Il pattern noto come cuneo ascendente è spesso interpretato come ribassista quando compare in contesti laterali o di inversione, ma se si forma all’interno di un trend molto forte può rappresentare la prosecuzione del movimento rialzista piuttosto che un’inversione.
L’indicatore RSI si è avvicinato a zone tradizionalmente considerate di ipercomprato, tuttavia resta inferiore al picco di luglio, il che lascia ancora margine per ulteriori oscillazioni e per l’eventuale fase di ricerca di nuovi massimi.
Applicando la tecnica del movimento misurato, che misura la distanza massima tra le due trendline ascendenti del cuneo e la somma al livello superiore del pattern, si ottiene un obiettivo teorico indicativo attorno a 220 dollari (calcolo basato su una differenza stimata di circa 25 dollari aggiunta a un livello di riferimento di circa 195 dollari). Questo metodo fornisce uno scenario di possibile resistenza dove il titolo potrebbe incontrare una fase di consolidamento.
Sul fronte dei supporti, il primo livello da monitorare si trova intorno a 185 dollari: in questa fascia è concentrata una precedente area di scambi che risale all’inizio della formazione del cuneo e che potrebbe richiamare interessi d’acquisto in caso di ritracciamento.
Un’eventuale correzione più profonda potrebbe portare il titolo a testare un supporto inferiore attorno a 165 dollari, livello che coincide con una trendline che congiunge il minimo del mese precedente con la fine di una breve fase di pullback registrata a luglio.
L’elevata valutazione di Nvidia rispetto ad altre grandi del settore riflette il ruolo centrale che l’azienda riveste nello sviluppo di hardware per l’intelligenza artificiale. Questo posizionamento implica opportunità di crescita, ma anche rischi legati all’esecuzione degli accordi, alla concorrenza nel mercato dei semiconduttori e a fattori macroeconomici come i tassi di interesse e la volatilità dei mercati finanziari.

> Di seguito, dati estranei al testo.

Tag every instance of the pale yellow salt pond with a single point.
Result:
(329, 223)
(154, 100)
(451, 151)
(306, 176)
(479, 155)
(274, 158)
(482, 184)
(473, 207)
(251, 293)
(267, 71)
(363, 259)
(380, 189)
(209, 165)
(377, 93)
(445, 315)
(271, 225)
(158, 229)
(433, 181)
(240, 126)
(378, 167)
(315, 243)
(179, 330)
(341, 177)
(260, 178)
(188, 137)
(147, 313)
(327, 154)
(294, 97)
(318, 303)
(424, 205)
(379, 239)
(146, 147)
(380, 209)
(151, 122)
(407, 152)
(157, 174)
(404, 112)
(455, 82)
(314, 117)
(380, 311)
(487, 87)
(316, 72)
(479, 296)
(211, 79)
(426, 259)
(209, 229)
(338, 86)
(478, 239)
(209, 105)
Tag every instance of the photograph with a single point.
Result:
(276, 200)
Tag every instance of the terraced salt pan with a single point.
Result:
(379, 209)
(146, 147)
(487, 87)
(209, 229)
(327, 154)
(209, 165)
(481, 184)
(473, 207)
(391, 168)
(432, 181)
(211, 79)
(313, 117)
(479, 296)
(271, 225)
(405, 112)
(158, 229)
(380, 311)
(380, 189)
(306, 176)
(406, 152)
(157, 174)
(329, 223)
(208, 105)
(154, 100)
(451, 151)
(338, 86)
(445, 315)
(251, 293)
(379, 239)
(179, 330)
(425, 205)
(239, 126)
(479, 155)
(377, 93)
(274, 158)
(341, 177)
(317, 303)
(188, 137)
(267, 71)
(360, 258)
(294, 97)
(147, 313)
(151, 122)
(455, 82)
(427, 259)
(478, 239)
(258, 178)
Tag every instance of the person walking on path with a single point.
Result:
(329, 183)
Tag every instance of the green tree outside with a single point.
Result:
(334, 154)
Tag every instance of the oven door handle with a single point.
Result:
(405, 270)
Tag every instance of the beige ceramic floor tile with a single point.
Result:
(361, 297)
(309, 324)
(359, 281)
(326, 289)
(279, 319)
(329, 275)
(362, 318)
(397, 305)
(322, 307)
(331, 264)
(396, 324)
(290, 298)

Per gli investitori, l’analisi tecnica descritta qui rappresenta uno strumento utile per identificare livelli di prezzo e possibili scenari operativi, ma non sostituisce l’analisi fondamentale: è consigliabile valutare anche i risultati aziendali, l’esecuzione delle partnership annunciate e il contesto regolamentare prima di prendere decisioni d’investimento.